The review was well conducted but, as data generally came from small lower quality trials, the authors' conclusions should be treated with some caution.

Implications of the review for practice and research

Practice: The authors stated that thoracic epidural analgesia should only be used after careful consideration and discussion of alternatives with the patient because of the potential adverse effects of epidural haematoma and paraplegia and the need for further research,.

Research: The authors suggested that a large multicentre RCT is needed to assess clinical relevant outcomes of thoracic epidural analgesia used for patients undergoing cardiac surgery.

Funding

Not stated.

Bibliographic details

Bignami E, Landoni G, Biondi-Zoccai GG, Boroli F, Messina M, Dedola E, Nobile L, Buratti L, Sheiban I, Zangrillo A. Epidural analgesia improves outcome in cardiac surgery: a meta-analysis of randomized controlled trials.

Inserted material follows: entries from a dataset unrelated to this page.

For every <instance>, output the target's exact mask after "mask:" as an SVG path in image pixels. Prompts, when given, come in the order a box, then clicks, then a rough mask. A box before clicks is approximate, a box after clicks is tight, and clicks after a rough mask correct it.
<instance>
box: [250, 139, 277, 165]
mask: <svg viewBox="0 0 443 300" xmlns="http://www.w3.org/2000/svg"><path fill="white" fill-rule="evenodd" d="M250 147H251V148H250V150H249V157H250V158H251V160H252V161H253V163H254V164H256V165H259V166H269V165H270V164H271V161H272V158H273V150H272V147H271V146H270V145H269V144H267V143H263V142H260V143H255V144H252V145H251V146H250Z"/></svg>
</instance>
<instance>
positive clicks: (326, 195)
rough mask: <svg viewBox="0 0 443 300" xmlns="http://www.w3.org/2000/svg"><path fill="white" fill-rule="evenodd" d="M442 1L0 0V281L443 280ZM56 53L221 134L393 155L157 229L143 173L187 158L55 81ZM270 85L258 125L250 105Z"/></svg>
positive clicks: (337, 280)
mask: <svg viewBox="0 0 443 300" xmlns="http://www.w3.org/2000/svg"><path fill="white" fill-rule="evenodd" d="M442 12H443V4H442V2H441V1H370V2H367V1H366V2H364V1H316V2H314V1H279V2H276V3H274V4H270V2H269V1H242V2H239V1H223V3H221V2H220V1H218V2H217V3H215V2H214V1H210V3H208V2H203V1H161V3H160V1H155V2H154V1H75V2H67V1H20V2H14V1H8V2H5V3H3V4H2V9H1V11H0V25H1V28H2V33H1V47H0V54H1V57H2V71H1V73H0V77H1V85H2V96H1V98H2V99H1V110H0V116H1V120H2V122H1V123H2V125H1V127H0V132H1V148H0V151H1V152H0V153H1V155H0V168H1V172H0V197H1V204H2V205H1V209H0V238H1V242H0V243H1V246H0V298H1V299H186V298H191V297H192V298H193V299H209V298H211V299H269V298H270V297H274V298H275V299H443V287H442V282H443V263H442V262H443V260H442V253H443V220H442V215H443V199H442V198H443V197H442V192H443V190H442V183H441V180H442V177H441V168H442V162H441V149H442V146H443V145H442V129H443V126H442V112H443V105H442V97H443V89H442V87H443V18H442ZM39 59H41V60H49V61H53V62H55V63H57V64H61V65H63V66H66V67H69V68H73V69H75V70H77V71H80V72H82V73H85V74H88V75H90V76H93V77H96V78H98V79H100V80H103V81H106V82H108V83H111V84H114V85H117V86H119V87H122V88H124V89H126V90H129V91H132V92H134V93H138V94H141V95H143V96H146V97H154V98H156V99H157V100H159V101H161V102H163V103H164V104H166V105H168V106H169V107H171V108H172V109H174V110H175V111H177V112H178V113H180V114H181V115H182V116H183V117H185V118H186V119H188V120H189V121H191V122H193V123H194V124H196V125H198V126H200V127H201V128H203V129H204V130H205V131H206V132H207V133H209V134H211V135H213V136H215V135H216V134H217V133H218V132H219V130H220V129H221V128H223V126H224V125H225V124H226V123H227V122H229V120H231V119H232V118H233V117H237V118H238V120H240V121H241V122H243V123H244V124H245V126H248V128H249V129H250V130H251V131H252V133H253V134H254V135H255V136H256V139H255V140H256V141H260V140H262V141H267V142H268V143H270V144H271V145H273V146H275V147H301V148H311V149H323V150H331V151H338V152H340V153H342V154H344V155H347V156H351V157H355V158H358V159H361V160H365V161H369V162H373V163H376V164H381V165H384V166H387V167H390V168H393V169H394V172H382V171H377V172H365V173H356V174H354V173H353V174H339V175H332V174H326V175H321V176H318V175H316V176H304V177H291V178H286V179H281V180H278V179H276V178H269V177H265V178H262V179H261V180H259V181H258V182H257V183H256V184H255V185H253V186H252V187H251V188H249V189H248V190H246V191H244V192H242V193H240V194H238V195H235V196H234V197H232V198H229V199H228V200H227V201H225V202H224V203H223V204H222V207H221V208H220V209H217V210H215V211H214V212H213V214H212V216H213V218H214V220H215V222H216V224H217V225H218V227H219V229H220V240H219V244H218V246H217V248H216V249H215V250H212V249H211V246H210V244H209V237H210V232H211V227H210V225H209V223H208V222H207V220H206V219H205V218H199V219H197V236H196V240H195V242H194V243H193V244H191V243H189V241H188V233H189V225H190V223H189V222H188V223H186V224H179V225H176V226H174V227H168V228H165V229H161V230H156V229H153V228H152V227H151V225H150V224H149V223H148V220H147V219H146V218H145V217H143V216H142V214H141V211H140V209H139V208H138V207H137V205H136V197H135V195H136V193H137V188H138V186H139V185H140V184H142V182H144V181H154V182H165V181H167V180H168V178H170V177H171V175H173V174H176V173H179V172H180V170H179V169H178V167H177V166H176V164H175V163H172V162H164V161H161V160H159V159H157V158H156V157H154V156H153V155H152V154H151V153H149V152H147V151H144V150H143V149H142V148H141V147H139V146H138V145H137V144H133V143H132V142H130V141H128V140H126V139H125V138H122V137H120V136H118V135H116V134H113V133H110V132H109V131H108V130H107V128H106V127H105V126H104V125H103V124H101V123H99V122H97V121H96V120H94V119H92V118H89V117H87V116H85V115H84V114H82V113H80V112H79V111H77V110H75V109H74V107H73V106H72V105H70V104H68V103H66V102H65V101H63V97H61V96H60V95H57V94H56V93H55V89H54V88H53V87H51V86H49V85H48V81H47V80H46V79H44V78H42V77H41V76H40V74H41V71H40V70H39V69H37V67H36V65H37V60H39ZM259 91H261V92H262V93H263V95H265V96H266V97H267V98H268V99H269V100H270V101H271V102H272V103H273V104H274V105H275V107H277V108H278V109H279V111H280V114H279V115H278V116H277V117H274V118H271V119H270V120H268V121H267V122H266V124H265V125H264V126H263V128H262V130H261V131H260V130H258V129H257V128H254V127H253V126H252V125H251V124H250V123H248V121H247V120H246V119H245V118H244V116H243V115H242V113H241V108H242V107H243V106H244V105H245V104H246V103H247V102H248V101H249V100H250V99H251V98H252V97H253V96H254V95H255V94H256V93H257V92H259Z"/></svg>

Journal of Cardiothoracic and Vascular Anesthesia 2010; 24(4): 586-597. [PubMed: 20005129]

Original Paper URL

http://www.jcvaonline.com/article/S1053-0770(09)00353-X/abstract

Indexing Status

Subject indexing assigned by NLM

MeSH

Analgesia, Epidural /methods /trends; Anesthesia, General /methods /trends; Cardiac Surgical Procedures /methods /trends; Humans; Intraoperative Complications /prevention & control; Randomized Controlled Trials as Topic /methods /trends; Treatment Outcome

AccessionNumber

12010006594

Database entry date

20/04/2011

Record Status

This is a critical abstract of a systematic review that meets the criteria for inclusion on DARE. Each critical abstract contains a brief summary of the review methods, results and conclusions followed by a detailed critical assessment on the reliability of the review and the conclusions drawn.